On 2 September 2014 14:03,  <[email protected]> wrote:
> Author: tlinnet
> Date: Tue Sep  2 14:03:29 2014
> New Revision: 25540
>
> URL: http://svn.gna.org/viewcvs/relax?rev=25540&view=rev
> Log:
> Initial try to form the dfunc to be send to minfx.
>
> There will be a problem with dimensionality.
>
> task #7824(https://gna.org/task/index.php?7824): Model parameter ERROR 
> estimation from Jacobian and Co-variance matrix of dispersion models.
>
> Modified:
>     branches/est_par_error/target_functions/relax_disp.py
>
> Modified: branches/est_par_error/target_functions/relax_disp.py
> URL: 
> http://svn.gna.org/viewcvs/relax/branches/est_par_error/target_functions/relax_disp.py?rev=25540&r1=25539&r2=25540&view=diff
> ==============================================================================
> --- branches/est_par_error/target_functions/relax_disp.py       (original)
> +++ branches/est_par_error/target_functions/relax_disp.py       Tue Sep  2 
> 14:03:29 2014
> @@ -54,7 +54,7 @@
>  from lib.dispersion.tsmfk01 import r2eff_TSMFK01, r2eff_TSMFK01_jacobian
>  from lib.errors import RelaxError
>  from lib.float import isNaN
> -from target_functions.chi2 import chi2_rankN
> +from target_functions.chi2 import chi2_rankN, dchi2_rankN
>  from specific_analyses.relax_disp.variables import EXP_TYPE_CPMG_DQ, 
> EXP_TYPE_CPMG_MQ, EXP_TYPE_CPMG_PROTON_MQ, EXP_TYPE_CPMG_PROTON_SQ, 
> EXP_TYPE_CPMG_SQ, EXP_TYPE_CPMG_ZQ, EXP_TYPE_LIST_CPMG, EXP_TYPE_R1RHO, 
> MODEL_B14, MODEL_B14_FULL, MODEL_CR72, MODEL_CR72_FULL, MODEL_DPL94, 
> MODEL_IT99, MODEL_LIST_CPMG, MODEL_LIST_FULL, MODEL_LIST_DW_MIX_DOUBLE, 
> MODEL_LIST_DW_MIX_QUADRUPLE, MODEL_LIST_INV_RELAX_TIMES, MODEL_LIST_R20B, 
> MODEL_LIST_MMQ, MODEL_LIST_MQ_CPMG, MODEL_LIST_NUMERIC, MODEL_LIST_R1RHO, 
> MODEL_LIST_R1RHO_FULL, MODEL_LIST_R1RHO_OFF_RES, MODEL_LM63, 
> MODEL_LM63_3SITE, MODEL_M61, MODEL_M61B, MODEL_MP05, MODEL_MMQ_CR72, 
> MODEL_NOREX, MODEL_NS_CPMG_2SITE_3D, MODEL_NS_CPMG_2SITE_3D_FULL, 
> MODEL_NS_CPMG_2SITE_EXPANDED, MODEL_NS_CPMG_2SITE_STAR, 
> MODEL_NS_CPMG_2SITE_STAR_FULL, MODEL_NS_MMQ_2SITE, MODEL_NS_MMQ_3SITE, 
> MODEL_NS_MMQ_3SITE_LINEAR, MODEL_NS_R1RHO_2SITE, MODEL_NS_R1RHO_3SITE, 
> MODEL_NS_R1RHO_3SITE_LINEAR, MODEL_TAP03, MODEL_TP02, MODEL_TSMFK01
>
>
> @@ -498,6 +498,13 @@
>              self.M0_T = rollaxis(self.M0, 6, 5)
>
>          # Set up parameters related to the Jacobian.
> +        # A flag which if True will initialise the calculation to scale back 
> the jacobian from rad/s to units in relax and store it.
> +        # This creates an overhead in normal situations.
> +        self.get_jacobian = True

I'll have to wait to see what this is for.


> +
> +        # Set dfunc to None as standard.
> +        self.dfunc = None
> +
>          # Set Jacobian function to None as standard.
>          self.func_jacobian = None
>
> @@ -507,6 +514,7 @@
>          # the function and the Jacobian, and overwrite each other.

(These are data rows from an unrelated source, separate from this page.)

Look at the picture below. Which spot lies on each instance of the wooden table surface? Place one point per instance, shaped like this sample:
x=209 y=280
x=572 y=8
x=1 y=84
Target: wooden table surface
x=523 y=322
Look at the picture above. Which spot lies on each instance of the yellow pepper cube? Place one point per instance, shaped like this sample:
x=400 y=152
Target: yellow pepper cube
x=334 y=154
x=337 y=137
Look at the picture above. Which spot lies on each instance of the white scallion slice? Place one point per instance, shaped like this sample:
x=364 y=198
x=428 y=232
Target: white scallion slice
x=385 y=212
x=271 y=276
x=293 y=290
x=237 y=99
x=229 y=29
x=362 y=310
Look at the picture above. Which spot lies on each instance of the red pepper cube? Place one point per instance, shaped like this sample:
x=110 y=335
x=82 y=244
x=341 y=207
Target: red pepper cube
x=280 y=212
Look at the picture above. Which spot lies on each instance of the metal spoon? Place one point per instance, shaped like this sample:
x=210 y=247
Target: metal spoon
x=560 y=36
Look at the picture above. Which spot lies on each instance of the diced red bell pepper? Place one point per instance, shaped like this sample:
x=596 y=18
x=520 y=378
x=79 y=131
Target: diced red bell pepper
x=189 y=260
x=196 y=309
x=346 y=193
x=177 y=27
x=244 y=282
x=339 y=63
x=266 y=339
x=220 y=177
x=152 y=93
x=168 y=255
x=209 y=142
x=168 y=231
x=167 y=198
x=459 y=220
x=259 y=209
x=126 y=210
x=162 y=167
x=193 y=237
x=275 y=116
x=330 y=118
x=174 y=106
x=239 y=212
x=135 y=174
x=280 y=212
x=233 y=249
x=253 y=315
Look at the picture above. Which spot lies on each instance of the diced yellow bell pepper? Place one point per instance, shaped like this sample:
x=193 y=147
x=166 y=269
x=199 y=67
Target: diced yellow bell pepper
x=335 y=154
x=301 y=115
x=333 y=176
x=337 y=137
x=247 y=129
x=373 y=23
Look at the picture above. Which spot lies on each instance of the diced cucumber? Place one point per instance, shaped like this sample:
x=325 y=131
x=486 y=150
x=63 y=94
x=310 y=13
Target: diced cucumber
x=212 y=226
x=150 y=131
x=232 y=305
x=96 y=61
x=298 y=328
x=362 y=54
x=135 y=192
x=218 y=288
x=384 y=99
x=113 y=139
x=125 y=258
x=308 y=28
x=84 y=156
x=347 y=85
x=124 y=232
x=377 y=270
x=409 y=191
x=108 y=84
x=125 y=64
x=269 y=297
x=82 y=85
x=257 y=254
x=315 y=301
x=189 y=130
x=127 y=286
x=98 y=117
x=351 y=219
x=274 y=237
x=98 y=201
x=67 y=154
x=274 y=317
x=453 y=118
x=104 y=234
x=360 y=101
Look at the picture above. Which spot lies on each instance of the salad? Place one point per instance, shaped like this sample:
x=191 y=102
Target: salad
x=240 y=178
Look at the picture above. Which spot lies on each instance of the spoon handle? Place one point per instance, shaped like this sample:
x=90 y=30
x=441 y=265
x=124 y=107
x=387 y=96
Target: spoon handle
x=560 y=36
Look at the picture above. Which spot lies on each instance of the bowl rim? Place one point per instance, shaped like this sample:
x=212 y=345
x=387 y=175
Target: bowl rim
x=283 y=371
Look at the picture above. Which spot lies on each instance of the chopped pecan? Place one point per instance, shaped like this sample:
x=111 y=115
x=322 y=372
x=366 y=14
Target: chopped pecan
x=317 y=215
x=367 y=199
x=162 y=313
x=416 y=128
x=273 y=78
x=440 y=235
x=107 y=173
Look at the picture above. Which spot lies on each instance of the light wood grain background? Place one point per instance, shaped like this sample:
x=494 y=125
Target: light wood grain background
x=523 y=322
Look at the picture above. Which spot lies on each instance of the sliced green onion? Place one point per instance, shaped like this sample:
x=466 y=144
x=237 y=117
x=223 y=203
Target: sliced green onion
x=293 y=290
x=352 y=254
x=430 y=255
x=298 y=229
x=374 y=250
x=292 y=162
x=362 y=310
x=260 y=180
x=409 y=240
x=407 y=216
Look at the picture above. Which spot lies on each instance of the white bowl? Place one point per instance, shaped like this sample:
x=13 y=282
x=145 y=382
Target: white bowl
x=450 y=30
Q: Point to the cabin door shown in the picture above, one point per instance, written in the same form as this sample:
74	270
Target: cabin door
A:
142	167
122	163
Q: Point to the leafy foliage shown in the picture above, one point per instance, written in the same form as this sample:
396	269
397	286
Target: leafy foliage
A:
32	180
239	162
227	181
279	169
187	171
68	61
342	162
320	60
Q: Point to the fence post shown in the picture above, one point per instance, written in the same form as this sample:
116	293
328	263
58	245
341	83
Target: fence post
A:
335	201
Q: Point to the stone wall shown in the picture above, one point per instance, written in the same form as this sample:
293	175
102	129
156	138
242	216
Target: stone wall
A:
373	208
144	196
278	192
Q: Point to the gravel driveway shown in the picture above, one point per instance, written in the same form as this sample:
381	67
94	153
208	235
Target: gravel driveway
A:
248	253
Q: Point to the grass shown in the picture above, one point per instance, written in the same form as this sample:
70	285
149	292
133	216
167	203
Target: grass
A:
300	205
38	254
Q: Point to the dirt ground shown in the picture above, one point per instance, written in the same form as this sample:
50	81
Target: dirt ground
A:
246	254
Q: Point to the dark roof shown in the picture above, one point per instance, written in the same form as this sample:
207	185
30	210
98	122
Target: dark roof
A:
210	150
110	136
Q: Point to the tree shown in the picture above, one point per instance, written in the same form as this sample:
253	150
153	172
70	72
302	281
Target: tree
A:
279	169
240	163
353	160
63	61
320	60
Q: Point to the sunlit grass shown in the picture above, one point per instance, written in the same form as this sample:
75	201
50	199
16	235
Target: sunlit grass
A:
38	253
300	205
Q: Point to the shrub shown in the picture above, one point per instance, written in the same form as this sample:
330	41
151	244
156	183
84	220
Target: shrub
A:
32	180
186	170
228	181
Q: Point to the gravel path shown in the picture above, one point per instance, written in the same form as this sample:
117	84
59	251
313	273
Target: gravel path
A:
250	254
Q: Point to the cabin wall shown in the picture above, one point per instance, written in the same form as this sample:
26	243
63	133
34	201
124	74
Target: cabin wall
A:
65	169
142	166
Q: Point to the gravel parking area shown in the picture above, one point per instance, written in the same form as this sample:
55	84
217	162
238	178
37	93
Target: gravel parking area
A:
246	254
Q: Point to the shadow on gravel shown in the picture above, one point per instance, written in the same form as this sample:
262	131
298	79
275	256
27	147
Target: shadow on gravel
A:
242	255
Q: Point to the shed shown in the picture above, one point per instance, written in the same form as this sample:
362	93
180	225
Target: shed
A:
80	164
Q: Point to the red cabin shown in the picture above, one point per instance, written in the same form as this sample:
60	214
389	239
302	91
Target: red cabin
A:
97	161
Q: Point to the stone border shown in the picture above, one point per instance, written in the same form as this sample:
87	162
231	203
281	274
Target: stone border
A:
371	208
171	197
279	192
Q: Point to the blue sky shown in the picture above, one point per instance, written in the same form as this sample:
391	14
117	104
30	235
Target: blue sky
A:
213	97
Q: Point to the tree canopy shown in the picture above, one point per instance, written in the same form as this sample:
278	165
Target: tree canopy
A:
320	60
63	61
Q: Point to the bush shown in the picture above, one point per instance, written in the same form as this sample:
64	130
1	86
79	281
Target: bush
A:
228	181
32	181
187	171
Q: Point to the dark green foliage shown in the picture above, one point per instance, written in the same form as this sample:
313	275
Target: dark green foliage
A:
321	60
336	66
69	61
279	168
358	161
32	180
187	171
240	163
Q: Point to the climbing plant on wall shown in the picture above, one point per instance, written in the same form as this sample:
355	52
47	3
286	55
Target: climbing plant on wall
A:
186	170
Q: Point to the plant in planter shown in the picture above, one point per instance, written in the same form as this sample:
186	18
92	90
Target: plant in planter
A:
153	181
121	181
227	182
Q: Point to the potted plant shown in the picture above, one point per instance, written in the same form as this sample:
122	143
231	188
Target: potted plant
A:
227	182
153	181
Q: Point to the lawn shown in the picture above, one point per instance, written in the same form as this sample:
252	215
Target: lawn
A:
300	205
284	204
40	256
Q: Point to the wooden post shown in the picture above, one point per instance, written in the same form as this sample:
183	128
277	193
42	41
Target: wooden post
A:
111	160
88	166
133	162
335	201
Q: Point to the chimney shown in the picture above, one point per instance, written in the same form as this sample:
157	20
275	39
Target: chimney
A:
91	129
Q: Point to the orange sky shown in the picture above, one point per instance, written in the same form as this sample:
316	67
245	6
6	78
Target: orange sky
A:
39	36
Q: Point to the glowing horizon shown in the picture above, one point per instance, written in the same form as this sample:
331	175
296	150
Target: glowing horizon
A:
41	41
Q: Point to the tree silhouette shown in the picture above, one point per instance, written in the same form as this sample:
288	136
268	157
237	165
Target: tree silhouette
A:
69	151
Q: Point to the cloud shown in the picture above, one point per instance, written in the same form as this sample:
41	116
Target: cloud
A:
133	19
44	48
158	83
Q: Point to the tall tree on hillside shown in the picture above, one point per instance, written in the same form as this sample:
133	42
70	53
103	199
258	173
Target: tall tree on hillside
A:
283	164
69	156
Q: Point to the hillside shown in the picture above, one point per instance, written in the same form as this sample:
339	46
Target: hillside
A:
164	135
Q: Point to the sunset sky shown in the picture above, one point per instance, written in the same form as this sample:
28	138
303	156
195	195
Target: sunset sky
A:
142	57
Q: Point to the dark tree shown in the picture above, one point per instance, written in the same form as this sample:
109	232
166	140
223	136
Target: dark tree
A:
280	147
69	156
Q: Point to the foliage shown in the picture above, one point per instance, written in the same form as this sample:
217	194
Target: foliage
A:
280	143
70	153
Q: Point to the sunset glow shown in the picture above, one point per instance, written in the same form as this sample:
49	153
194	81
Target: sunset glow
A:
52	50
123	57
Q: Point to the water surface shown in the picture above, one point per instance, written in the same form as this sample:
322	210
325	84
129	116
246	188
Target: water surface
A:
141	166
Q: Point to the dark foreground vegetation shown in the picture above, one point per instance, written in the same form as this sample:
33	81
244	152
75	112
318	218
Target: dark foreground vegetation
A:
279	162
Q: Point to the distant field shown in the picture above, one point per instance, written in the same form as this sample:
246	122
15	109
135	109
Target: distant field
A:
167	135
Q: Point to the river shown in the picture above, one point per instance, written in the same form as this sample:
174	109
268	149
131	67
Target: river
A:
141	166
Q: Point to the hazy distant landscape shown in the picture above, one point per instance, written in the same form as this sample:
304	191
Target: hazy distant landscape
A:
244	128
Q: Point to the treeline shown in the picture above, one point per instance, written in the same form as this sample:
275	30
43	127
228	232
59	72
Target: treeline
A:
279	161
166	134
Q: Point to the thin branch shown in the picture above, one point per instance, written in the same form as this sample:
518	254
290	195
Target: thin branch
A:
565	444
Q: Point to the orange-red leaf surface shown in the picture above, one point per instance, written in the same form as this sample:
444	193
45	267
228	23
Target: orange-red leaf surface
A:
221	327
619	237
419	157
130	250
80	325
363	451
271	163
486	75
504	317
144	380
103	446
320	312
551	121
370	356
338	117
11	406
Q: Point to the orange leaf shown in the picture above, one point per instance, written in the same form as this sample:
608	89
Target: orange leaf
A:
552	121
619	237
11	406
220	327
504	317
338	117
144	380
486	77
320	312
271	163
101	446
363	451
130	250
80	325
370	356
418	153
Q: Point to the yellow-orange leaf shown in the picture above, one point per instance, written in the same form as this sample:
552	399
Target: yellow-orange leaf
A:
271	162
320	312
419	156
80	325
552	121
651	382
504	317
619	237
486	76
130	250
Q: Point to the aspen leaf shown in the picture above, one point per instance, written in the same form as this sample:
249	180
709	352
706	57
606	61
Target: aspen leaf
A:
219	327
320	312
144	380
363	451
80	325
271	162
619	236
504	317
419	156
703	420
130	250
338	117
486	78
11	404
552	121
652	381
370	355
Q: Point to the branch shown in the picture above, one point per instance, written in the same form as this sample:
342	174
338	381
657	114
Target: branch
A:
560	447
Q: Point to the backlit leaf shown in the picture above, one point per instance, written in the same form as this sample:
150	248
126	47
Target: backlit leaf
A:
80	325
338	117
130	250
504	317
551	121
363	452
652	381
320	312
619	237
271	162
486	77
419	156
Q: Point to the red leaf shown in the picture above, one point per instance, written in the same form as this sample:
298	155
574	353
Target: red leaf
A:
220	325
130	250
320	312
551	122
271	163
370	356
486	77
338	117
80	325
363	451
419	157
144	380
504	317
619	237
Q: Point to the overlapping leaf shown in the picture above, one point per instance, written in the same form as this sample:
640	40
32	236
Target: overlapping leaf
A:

Even 
> though they should be the same.
>          self.r20a_struct_jac =  deepcopy(self.r20a_struct)
>          self.dw_struct_jac = deepcopy(self.dw_struct)
> +        self.back_calc_jac = deepcopy(self.back_calc)

This is called self.back_calc_grad in the other target function
classes, to match self.back_calc_hess, though this is probably not the
best name.  But I don't know what the technical term for the second
order 'Jacobian' or back_calc_hess is.


>          # Set up the model.
>          if model == MODEL_NOREX:
> @@ -530,6 +538,7 @@
>              self.func = self.func_IT99
>          if model == MODEL_TSMFK01:
>              self.func = self.func_TSMFK01
> +            self.dfunc = self.dfunc_TSMFK01
>              self.func_jacobian = self.func_TSMFK01_jacobian
>          if model == MODEL_B14:
>              self.func = self.func_B14
> @@ -2182,6 +2191,51 @@
>          return chi2_rankN(self.values, self.back_calc, self.errors)
>
>
> +    def dfunc_TSMFK01(self, params):
> +        """Target function for the Jacobian of Tollinger et al. (2001) 
> 2-site very-slow exchange model, range of microsecond to second time scale.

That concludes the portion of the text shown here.